Abstract
MolmoAct2 presents an open-action reasoning model for robotics that improves upon previous systems through specialized vision-language-model backbones, new datasets, open-weight action tokenizers, architectural redesign for continuous-action prediction, and adaptive reasoning for reduced latency.
Vision-Language-Action (VLA) models aim to provide a single generalist controller for robots, but today's systems fall short on the criteria that matter for real-world deployment. Frontier models are closed, open-weight alternatives are tied to expensive hardware, reasoning-augmented policies pay prohibitive latency for their grounding, and fine-tuned success rates remain below the threshold for dependable use. We present MolmoAct2, a fully open action reasoning model built for practical deployment, advancing its predecessor along five axes. We introduce MolmoER, a VLM backbone specialized for spatial and embodied reasoning, trained on a 3.3M-sample corpus with a specialize-then-rehearse recipe. We release three new datasets spanning low-to-medium cost platforms, including MolmoAct2-BimanualYAM, 720 hours of teleoperated bimanual trajectories that constitute the largest open bimanual dataset to date, together with quality-filtered Franka (DROID) and SO100/101 subsets. We provide OpenFAST, an open-weight, open-data action tokenizer trained on millions of trajectories across five embodiments. We redesign the architecture to graft a flow-matching continuous-action expert onto a discrete-token VLM via per-layer KV-cache conditioning.
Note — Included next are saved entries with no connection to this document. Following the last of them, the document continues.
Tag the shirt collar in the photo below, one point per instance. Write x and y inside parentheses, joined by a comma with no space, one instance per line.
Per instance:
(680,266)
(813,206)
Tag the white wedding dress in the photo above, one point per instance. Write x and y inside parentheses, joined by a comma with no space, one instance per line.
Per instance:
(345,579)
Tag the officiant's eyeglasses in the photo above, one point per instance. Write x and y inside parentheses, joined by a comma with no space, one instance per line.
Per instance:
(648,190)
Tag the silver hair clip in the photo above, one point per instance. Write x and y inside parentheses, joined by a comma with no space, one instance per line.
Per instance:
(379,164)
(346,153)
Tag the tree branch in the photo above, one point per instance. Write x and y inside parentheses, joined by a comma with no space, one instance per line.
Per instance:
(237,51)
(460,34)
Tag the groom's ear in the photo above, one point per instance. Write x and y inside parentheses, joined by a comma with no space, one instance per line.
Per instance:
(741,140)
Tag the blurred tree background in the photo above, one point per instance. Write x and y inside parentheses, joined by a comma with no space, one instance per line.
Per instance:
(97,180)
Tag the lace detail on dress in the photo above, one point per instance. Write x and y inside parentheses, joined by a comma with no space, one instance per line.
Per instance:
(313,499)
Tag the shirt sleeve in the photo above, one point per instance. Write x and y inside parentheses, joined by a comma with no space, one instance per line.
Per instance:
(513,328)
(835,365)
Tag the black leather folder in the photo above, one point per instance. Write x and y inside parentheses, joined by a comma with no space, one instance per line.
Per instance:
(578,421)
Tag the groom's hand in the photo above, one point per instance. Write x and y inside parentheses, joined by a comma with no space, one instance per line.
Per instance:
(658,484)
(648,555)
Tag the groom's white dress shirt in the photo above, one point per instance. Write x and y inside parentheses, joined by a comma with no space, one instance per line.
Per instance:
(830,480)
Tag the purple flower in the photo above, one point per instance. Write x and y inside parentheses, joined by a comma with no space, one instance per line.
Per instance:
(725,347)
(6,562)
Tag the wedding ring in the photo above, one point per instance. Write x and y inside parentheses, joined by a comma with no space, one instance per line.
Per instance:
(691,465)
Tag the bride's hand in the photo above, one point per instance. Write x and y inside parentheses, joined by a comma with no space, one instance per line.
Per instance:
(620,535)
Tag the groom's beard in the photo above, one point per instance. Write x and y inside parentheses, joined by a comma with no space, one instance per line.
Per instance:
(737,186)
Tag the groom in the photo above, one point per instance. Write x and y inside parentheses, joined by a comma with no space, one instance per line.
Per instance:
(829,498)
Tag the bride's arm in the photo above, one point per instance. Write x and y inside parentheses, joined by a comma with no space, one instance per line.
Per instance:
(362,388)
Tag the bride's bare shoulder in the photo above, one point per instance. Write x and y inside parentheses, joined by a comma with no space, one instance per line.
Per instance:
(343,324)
Finally, we propose MolmoThink, an adaptive-depth reasoning variant that re-predicts depth tokens only for scene regions that change between timesteps, retaining geometric grounding at a fraction of prior latency. In the most extensive empirical study of any open VLA to date, spanning 7 simulation and real-world benchmarks, MolmoAct2 outperforms strong baselines including Pi-05, while MolmoER surpasses GPT-5 and Gemini Robotics ER-1.5 across 13 embodied-reasoning benchmarks. We release model weights, training code, and complete training data. Project page: https://allenai.org/blog/molmoact2
Community
Vision-Language-Action (VLA) models aim to provide a single generalist controller for robots, but today's systems fall short on the criteria that matter for real-world deployment. Frontier models are closed, open-weight alternatives are tied to expensive hardware, reasoning-augmented policies pay prohibitive latency for their grounding, and fine-tuned success rates remain below the threshold for dependable use. We present MolmoAct2, a fully open action reasoning model built for practical deployment, advancing its predecessor along five axes. We introduce MolmoER, a VLM backbone specialized for spatial and embodied reasoning, trained on a 3.3M-sample corpus with a specialize-then-rehearse recipe. We release three new datasets spanning low-to-medium cost platforms, including MolmoAct2-BimanualYAM, 720 hours of teleoperated bimanual trajectories that constitute the largest open bimanual dataset to date, together with quality-filtered Franka (DROID) and SO100/101 subsets. We provide OpenFAST, an open-weight, open-data action tokenizer trained on millions of trajectories across five embodiments. We redesign the architecture to graft a flow-matching continuous-action expert onto a discrete-token VLM via per-layer KV-cache conditioning. Finally, we propose MolmoThink, an adaptive-depth reasoning variant that re-predicts depth tokens only for scene regions that change between timesteps, retaining geometric grounding at a fraction of prior latency. In the most extensive empirical study of any open VLA to date, spanning 7 simulation and real-world benchmarks, MolmoAct2 outperforms strong baselines including Pi-05, while MolmoER surpasses GPT-5 and Gemini Robotics ER-1.5 across 13 embodied-reasoning benchmarks. We release model weights, training code, and complete training data.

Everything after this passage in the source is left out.